No matter what happens, the Republicans win

While the 2012 presidential election has been one of the most interesting and hotly-contested political elections in recent memory, its results probably won’t matter.

Either way, Democrats lose.

Worst-case scenario for Republicans: Let’s say President Barack Obama wins and assumes the presidency for another four years.

Even if they do not win majority in Congress, as most polls suggest, the GOP has controlled the House since 2010’s mid-term elections and will have enough clout in the Senate to complicate Obama’s agenda.

An Obama win will unanimously translate into a stagnant economy, slow economic growth and lethargic gains for another four years. Has he given us any reason to believe his second term will be immensely different from his last? Has he told us he’d change his government-loving national embellishment?

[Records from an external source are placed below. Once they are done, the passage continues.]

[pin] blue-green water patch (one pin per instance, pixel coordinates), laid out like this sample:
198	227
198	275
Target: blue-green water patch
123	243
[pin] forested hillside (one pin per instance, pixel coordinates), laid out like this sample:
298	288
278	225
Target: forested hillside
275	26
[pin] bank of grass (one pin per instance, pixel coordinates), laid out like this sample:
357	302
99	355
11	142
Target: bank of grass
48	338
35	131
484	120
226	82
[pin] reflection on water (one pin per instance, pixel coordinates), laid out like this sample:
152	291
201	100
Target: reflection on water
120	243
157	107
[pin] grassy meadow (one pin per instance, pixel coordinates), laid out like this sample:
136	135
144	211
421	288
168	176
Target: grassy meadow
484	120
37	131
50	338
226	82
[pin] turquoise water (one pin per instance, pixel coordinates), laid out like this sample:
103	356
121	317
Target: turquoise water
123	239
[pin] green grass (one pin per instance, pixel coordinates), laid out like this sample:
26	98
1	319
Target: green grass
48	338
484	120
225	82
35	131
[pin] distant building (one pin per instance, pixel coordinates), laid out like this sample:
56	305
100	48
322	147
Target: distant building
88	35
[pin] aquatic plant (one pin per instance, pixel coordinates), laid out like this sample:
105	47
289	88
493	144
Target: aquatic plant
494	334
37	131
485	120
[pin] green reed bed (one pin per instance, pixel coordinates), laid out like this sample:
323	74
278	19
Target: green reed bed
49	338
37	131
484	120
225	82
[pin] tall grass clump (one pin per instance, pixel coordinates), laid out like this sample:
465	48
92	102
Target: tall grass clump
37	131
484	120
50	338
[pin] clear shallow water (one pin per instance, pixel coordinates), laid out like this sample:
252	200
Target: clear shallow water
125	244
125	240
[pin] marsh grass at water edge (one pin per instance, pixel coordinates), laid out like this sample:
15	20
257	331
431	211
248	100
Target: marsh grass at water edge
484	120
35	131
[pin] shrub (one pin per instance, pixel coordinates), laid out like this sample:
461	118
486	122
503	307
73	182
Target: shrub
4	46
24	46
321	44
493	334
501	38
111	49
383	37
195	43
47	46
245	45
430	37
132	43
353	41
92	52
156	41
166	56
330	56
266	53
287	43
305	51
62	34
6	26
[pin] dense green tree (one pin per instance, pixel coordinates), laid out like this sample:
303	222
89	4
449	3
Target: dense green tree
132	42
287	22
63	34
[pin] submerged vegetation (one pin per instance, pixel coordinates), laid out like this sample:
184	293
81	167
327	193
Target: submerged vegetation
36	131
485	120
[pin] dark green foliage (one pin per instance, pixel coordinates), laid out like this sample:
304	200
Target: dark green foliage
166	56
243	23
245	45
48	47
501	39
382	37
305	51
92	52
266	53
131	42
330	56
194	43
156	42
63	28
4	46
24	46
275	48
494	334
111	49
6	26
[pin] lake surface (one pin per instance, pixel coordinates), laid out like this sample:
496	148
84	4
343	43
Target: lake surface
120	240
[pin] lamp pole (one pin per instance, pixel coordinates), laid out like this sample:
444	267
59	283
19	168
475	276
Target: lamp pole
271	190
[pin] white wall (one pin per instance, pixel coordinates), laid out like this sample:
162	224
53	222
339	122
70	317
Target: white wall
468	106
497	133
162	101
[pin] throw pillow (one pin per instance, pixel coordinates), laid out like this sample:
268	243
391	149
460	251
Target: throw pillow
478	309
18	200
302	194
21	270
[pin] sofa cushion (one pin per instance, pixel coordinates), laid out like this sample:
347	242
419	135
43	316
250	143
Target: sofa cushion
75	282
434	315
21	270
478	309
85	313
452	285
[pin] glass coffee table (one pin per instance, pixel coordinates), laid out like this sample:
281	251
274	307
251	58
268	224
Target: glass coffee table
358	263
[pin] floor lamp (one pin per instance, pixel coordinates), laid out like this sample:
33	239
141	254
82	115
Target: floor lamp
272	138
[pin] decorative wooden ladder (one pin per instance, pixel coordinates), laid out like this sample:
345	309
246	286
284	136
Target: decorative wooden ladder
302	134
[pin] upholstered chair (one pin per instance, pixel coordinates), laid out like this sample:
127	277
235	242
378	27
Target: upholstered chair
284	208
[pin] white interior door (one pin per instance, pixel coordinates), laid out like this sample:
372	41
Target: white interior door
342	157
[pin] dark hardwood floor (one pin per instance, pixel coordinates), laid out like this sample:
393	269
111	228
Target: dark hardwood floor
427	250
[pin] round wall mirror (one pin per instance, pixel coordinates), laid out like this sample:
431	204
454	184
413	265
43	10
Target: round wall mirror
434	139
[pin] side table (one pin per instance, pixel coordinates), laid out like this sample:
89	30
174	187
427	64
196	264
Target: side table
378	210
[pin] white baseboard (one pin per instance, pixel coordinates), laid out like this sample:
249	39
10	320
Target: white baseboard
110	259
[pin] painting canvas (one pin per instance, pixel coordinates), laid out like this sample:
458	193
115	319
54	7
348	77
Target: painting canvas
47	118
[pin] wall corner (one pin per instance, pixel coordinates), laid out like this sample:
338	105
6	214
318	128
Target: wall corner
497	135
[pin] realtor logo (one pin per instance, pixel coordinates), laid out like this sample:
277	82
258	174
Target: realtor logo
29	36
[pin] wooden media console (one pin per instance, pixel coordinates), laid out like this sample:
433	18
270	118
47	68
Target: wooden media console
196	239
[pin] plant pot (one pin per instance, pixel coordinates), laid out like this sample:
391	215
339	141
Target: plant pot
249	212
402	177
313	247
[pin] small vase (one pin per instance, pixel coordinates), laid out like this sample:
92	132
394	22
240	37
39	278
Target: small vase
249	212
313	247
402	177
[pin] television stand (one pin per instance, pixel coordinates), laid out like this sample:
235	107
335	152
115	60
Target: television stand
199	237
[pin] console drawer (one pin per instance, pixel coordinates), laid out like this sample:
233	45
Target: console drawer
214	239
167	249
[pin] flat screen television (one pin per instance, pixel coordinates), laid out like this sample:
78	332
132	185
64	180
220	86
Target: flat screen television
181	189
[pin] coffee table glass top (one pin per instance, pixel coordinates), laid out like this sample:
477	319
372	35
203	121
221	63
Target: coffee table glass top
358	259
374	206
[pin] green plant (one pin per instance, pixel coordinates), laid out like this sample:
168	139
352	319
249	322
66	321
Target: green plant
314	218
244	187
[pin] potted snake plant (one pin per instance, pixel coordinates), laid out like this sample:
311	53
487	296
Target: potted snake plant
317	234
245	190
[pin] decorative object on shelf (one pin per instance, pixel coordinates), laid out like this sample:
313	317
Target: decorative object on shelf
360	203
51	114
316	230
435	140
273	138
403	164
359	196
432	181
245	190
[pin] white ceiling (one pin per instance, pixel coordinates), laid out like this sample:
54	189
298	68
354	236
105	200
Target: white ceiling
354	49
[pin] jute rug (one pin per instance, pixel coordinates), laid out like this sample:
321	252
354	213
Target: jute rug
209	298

At most, Obama will get his two cents with the Supreme Court by nominating a liberal-leaning justice.

I’ve said it before and I’ll say it again: The presidential race is not as important as voters think it is. Though the presidency and its enumerated powers have greatly expanded to an inconceivable degree, that is not where the heart of American politics is. The heart of American power lies within the legislative branch, a branch that is closest to the people it represents.

But what will America look like after another four years of Obama?

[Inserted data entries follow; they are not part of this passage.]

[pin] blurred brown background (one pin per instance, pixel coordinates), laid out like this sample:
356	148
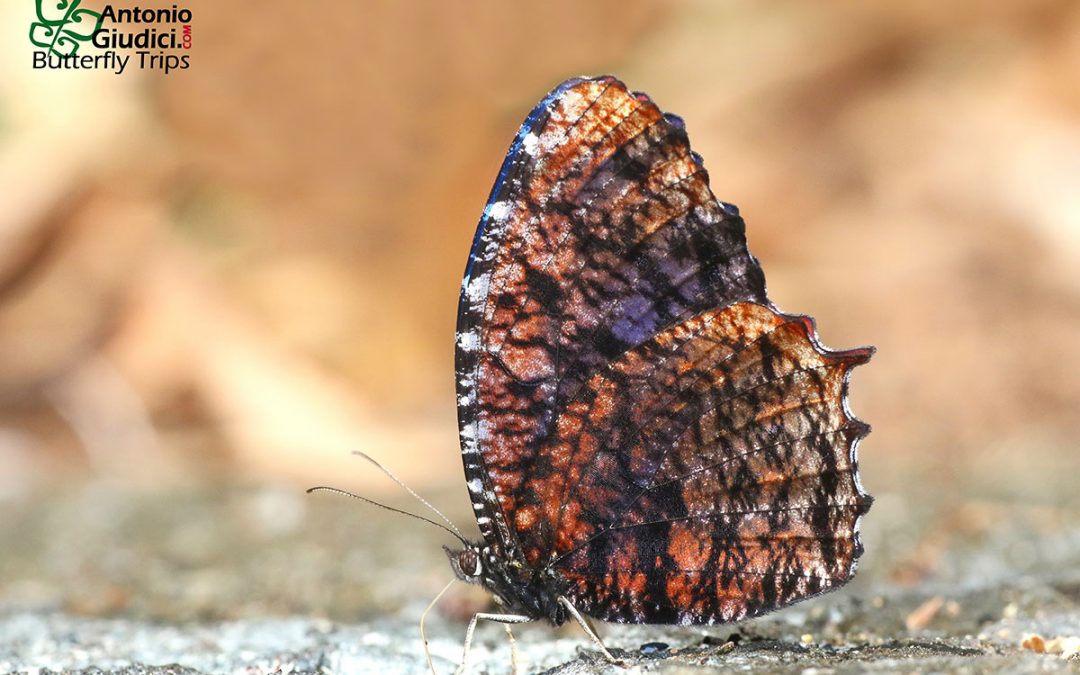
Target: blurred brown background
244	270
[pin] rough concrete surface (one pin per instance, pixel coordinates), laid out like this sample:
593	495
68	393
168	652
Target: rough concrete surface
256	579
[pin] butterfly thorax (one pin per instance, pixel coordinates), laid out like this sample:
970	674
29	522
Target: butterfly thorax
516	588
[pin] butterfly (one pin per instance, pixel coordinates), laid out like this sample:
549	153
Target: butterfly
646	437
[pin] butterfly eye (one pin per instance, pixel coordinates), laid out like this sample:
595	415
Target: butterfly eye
469	563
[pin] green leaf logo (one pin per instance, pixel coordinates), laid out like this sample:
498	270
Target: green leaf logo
65	28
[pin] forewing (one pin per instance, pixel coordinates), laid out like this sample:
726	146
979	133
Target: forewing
599	232
713	473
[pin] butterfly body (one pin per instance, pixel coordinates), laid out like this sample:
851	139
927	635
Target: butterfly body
646	437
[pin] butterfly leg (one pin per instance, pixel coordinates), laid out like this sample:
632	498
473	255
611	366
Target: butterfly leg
505	619
513	649
589	630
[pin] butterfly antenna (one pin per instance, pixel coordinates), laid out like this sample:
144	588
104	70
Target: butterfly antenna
409	490
324	488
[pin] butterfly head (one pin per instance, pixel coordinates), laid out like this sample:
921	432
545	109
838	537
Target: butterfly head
467	563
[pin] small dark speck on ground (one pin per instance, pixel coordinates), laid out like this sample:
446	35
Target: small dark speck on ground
256	579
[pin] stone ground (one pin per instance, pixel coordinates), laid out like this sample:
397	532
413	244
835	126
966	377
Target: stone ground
260	579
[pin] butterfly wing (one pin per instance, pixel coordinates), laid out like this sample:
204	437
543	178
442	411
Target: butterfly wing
601	232
713	473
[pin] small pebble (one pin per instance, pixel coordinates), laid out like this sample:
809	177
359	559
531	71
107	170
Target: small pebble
1034	643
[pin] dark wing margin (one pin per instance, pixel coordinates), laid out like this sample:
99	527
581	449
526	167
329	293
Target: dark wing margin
599	232
715	473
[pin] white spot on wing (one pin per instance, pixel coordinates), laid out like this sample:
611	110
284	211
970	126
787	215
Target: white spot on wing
530	143
497	211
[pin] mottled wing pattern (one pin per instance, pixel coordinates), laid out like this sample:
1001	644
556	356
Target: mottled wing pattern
599	232
635	416
714	472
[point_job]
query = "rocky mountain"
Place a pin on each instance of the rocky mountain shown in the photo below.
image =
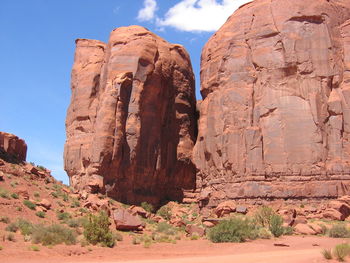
(275, 116)
(131, 124)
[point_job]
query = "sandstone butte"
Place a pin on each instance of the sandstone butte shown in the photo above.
(131, 123)
(274, 121)
(275, 116)
(12, 148)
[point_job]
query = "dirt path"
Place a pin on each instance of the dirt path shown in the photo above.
(297, 249)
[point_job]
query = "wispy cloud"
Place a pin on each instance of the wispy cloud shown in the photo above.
(147, 13)
(199, 15)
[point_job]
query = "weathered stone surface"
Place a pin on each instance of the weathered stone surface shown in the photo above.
(125, 221)
(12, 148)
(131, 124)
(304, 229)
(275, 116)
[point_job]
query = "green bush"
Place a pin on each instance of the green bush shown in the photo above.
(339, 231)
(14, 196)
(233, 230)
(266, 217)
(63, 216)
(164, 227)
(13, 227)
(96, 230)
(40, 214)
(263, 216)
(25, 226)
(29, 204)
(53, 235)
(147, 206)
(327, 254)
(341, 251)
(164, 212)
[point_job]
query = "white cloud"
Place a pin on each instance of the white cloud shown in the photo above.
(147, 13)
(200, 15)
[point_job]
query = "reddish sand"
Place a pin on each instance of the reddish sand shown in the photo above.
(300, 249)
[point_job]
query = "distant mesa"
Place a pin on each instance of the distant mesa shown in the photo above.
(131, 124)
(12, 148)
(274, 122)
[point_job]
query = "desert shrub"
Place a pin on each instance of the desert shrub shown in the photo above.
(339, 231)
(14, 184)
(40, 214)
(147, 206)
(54, 194)
(75, 203)
(288, 230)
(164, 227)
(263, 216)
(327, 254)
(53, 235)
(341, 251)
(63, 216)
(5, 219)
(74, 223)
(117, 236)
(276, 227)
(25, 227)
(13, 227)
(4, 193)
(264, 233)
(14, 196)
(29, 204)
(34, 248)
(11, 237)
(96, 230)
(266, 217)
(164, 212)
(233, 230)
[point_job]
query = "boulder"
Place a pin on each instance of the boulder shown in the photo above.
(333, 214)
(125, 221)
(44, 203)
(271, 71)
(341, 207)
(12, 148)
(194, 229)
(225, 208)
(131, 123)
(304, 229)
(136, 210)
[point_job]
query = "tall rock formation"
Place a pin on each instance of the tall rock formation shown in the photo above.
(12, 148)
(275, 116)
(131, 123)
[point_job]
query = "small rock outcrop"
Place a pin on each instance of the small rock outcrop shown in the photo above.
(275, 116)
(131, 124)
(12, 148)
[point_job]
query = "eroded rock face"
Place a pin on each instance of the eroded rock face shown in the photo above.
(12, 148)
(131, 123)
(275, 116)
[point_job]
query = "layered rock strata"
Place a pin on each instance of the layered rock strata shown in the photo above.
(12, 148)
(131, 123)
(275, 116)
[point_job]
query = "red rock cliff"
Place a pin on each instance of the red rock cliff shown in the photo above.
(12, 148)
(275, 116)
(131, 122)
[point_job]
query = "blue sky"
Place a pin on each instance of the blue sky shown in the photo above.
(37, 51)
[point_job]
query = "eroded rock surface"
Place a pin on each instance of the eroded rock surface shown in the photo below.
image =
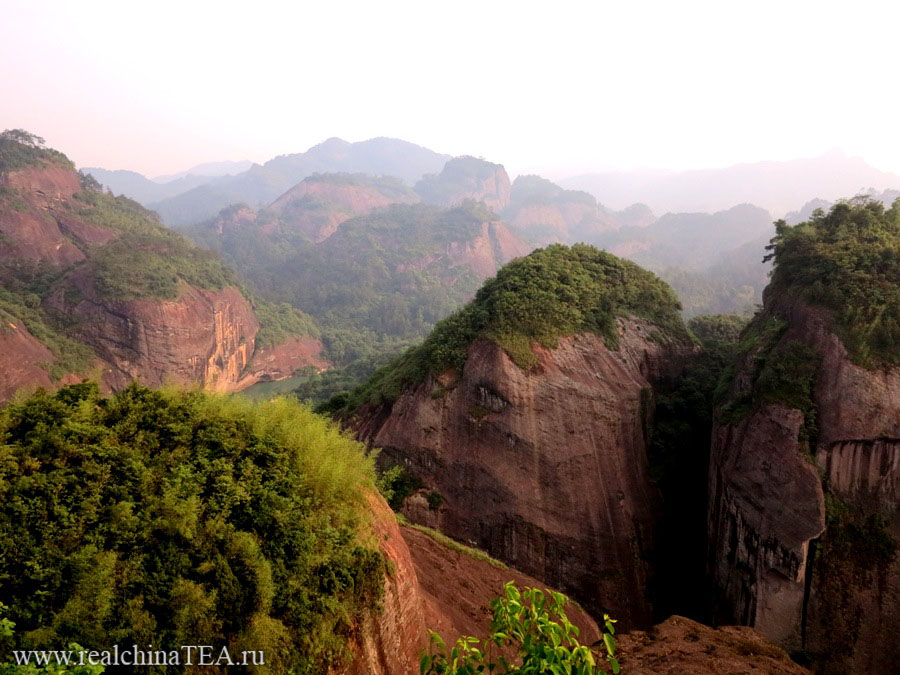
(546, 469)
(775, 563)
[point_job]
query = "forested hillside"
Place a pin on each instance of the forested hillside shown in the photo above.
(92, 282)
(186, 519)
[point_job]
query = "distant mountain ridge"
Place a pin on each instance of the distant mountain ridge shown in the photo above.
(224, 168)
(778, 187)
(141, 189)
(261, 184)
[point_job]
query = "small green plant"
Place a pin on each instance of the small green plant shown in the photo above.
(533, 624)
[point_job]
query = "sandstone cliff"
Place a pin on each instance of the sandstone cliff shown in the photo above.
(467, 178)
(808, 576)
(544, 469)
(203, 336)
(55, 241)
(24, 361)
(679, 646)
(448, 590)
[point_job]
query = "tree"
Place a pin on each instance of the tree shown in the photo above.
(533, 624)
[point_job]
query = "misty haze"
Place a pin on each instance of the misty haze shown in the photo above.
(401, 338)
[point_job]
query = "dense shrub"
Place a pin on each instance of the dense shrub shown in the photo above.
(530, 633)
(19, 149)
(847, 260)
(173, 518)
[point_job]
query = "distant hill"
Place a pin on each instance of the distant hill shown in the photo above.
(92, 283)
(263, 183)
(541, 213)
(712, 260)
(226, 168)
(776, 186)
(140, 188)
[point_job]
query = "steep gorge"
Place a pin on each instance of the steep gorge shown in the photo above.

The Democratic presidential candidates after Obama won’t be able to shy away from political scandals like Solyndra or Operation Fast and Furious. What successes will they be able to tout after Obama’s years of economic stagnancy?

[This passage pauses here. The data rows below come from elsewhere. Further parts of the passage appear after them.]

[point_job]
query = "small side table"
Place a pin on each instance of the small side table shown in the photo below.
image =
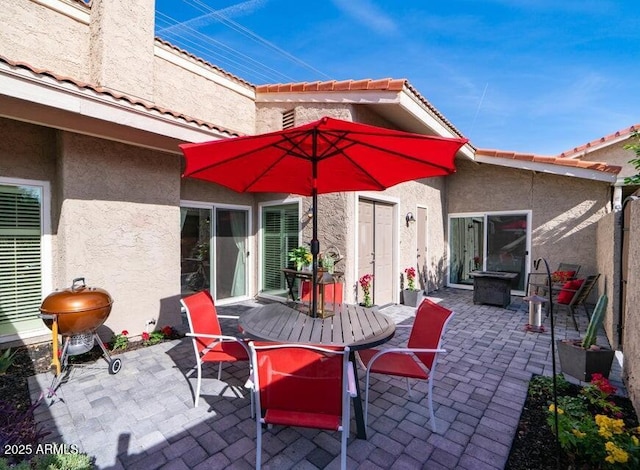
(324, 279)
(492, 287)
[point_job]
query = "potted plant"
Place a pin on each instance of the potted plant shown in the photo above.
(301, 256)
(583, 358)
(410, 295)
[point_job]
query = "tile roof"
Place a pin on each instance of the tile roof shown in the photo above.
(384, 84)
(577, 152)
(560, 161)
(128, 99)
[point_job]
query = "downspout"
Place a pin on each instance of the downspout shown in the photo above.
(621, 270)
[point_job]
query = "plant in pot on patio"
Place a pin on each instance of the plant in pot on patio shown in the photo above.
(583, 358)
(301, 256)
(365, 282)
(411, 295)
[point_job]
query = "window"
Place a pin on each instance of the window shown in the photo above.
(21, 216)
(280, 234)
(195, 259)
(495, 241)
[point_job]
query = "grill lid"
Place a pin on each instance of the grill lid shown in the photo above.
(77, 298)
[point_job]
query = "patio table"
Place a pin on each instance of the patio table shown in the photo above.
(352, 325)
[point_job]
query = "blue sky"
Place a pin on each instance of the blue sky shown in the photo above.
(540, 76)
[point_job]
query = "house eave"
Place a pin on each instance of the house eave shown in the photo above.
(398, 107)
(553, 169)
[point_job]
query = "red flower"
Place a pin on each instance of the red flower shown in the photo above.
(365, 281)
(411, 273)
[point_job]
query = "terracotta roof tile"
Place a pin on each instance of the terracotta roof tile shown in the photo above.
(383, 84)
(116, 95)
(560, 161)
(576, 152)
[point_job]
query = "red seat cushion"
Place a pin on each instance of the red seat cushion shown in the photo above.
(228, 351)
(303, 419)
(562, 276)
(569, 290)
(398, 364)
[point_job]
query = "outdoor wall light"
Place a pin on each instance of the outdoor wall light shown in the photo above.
(409, 218)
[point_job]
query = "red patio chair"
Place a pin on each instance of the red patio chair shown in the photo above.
(302, 385)
(209, 344)
(425, 344)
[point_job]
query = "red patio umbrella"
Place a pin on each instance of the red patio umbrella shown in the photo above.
(324, 156)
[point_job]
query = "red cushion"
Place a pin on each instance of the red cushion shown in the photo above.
(303, 419)
(568, 290)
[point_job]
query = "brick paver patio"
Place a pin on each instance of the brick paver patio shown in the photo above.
(144, 418)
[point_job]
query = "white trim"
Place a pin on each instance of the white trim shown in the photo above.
(72, 10)
(550, 168)
(395, 203)
(410, 103)
(250, 243)
(175, 58)
(275, 202)
(343, 97)
(212, 207)
(46, 249)
(595, 147)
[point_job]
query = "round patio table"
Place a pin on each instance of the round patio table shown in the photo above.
(351, 325)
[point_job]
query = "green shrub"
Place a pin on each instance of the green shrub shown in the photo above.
(6, 360)
(52, 462)
(63, 462)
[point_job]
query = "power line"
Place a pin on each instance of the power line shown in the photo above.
(184, 33)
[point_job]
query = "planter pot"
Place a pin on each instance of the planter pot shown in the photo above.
(582, 363)
(411, 297)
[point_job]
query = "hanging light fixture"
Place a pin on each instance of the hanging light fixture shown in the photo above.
(535, 313)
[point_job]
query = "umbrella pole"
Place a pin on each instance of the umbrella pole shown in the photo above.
(315, 249)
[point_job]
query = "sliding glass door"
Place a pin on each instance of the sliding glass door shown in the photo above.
(507, 246)
(497, 241)
(232, 229)
(214, 250)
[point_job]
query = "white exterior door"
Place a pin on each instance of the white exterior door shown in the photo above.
(375, 249)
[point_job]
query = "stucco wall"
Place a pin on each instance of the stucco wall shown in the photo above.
(565, 210)
(194, 95)
(27, 151)
(44, 38)
(121, 49)
(631, 332)
(608, 261)
(119, 216)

Obama will have done exactly what former President George W. Bush did for him in 2008: He will guarantee a victory to the opposing political party’s candidate.

Republicans will be able to do exactly what the Democrats did to them in 2008. They will successfully link Obama with 2016’s Democratic presidential candidate. Future Republican candidates will also campaign on a different kind of “hope” and “change.”

Not only could this be true, but 2016 could spell a Republican majority in both the House — where I do not see them losing any seats — and even the Senate — where I believe they will be able to gain some ground.

The Democrats will fall back into their roles as the criticizers — not the initiators.

Never before has such outright partisanship and clashing ideological precepts helped define the future of our country.